An interesting pattern recurs across the careers of great scientists: an annus mirabilis (miracle year) in which they make multiple, seemingly independent breakthroughs in the span of a single year or two.


This is how the short, extremely readable essay begins, and the topic of the essay is not just observations about the remarkable number of scientists who have had these miracle years, but also ruminations about how we might get more people to have these years.

Newton, Darwin and Einstein are three people who Dwarkesh argues exemplify best the idea of a miracle year, and well, it is hard to argue against that list. But it’s not just this rather intimidating list – Copernicus, Von Neumann, Gauss, Linus Torvalds and Ken Thompson are also mentioned. (By the way, I’ve decided to not link to the Wikipedia pages in each case deliberately. Please do look up any name that you are unfamiliar with, because they’re all worth a Google search or two).

Dwarkesh argues, and to my mind fair convincingly, that the phenomenon isn’t just coincidence (read his post to understand why).

But that then raises two important questions: one, what were the causal factors that were common across all of these cases? Two, are these factors replicable – how do we increase the probability of many more folks having these miracle years?

As regards the first, Dwarkesh offers up two main hypotheses. The first:

In Kuhnian terms, you could say that the great scientists found a new paradigm and then spent a year gobbling up all of the important, low hanging discoveries before their competitors could catch up.


If the word “Kuhnian” is new to you, you’re in luck. Read this highlight, and then, if you can spare the time, the rest of the article. Also read the Wikipedia article, while you are at it. So ok, one idea is that these scientists were responsible for a paradigm shift, and as Dwarkesh says, they gobbled up all the important low-hanging fruit in these (apologies for the mixed up metaphor) unchartered territories.

A related hypothesis, and the two need not be mutually exclusive, is offered later on in the essay:

Perhaps there’s a brief window in a person’s life where he has the intelligence, curiosity, and freedom of youth but also the skills and knowledge of age. These conditions only coincide at some point in a person’s twenties. It wouldn’t be surprising if the combination of fluid intelligence (which declines steeply after your 20s) and crystalized intelligence (which accumulates slowly up till your 50s and 60s) is highest during this time.


Confused about fluid and crystalized intelligence? Read the Wikipedia article about it.

As always, read the rest of the essay, but I want to focus on the concluding paragraph of Dwarkesh’s essay:

Given how many of the great scientific discoveries have come about during miracle years, we should do everything we can to help smart Twentysomethings have an annus mirabilis. We should free them from rote menial work, prevent them from being overexposed to the current paradigm, and give them the freedom to explore far-fetched ideas without arbitrary deadlines or time-draining obligations.

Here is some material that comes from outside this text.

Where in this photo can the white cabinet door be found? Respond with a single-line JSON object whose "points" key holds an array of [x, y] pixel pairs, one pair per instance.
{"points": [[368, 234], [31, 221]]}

I have chosen to not excerpt the very last sentence of the essay, in which he laments about how the excerpt above is the very opposite of a modern PhD program. Slight disagreement – I would say this is the very opposite of higher education in general – in particular, the “overexposed to the current paradigm” bit truly resonated with me.

Higher education is far too much about received wisdom and current orthodoxy, and I don’t think we do enough in terms of leaving opportunities for serendipitous conversations, chance encounters, heated debates and the freedom to explore potentially heretical ideas – no matter the field of study.

Sure classes are important, but there is so much more to education than memorizing definitions from a textbook. The cultivation practices currently in place aren’t going to generate too many annus mirablis’, more’s the pity.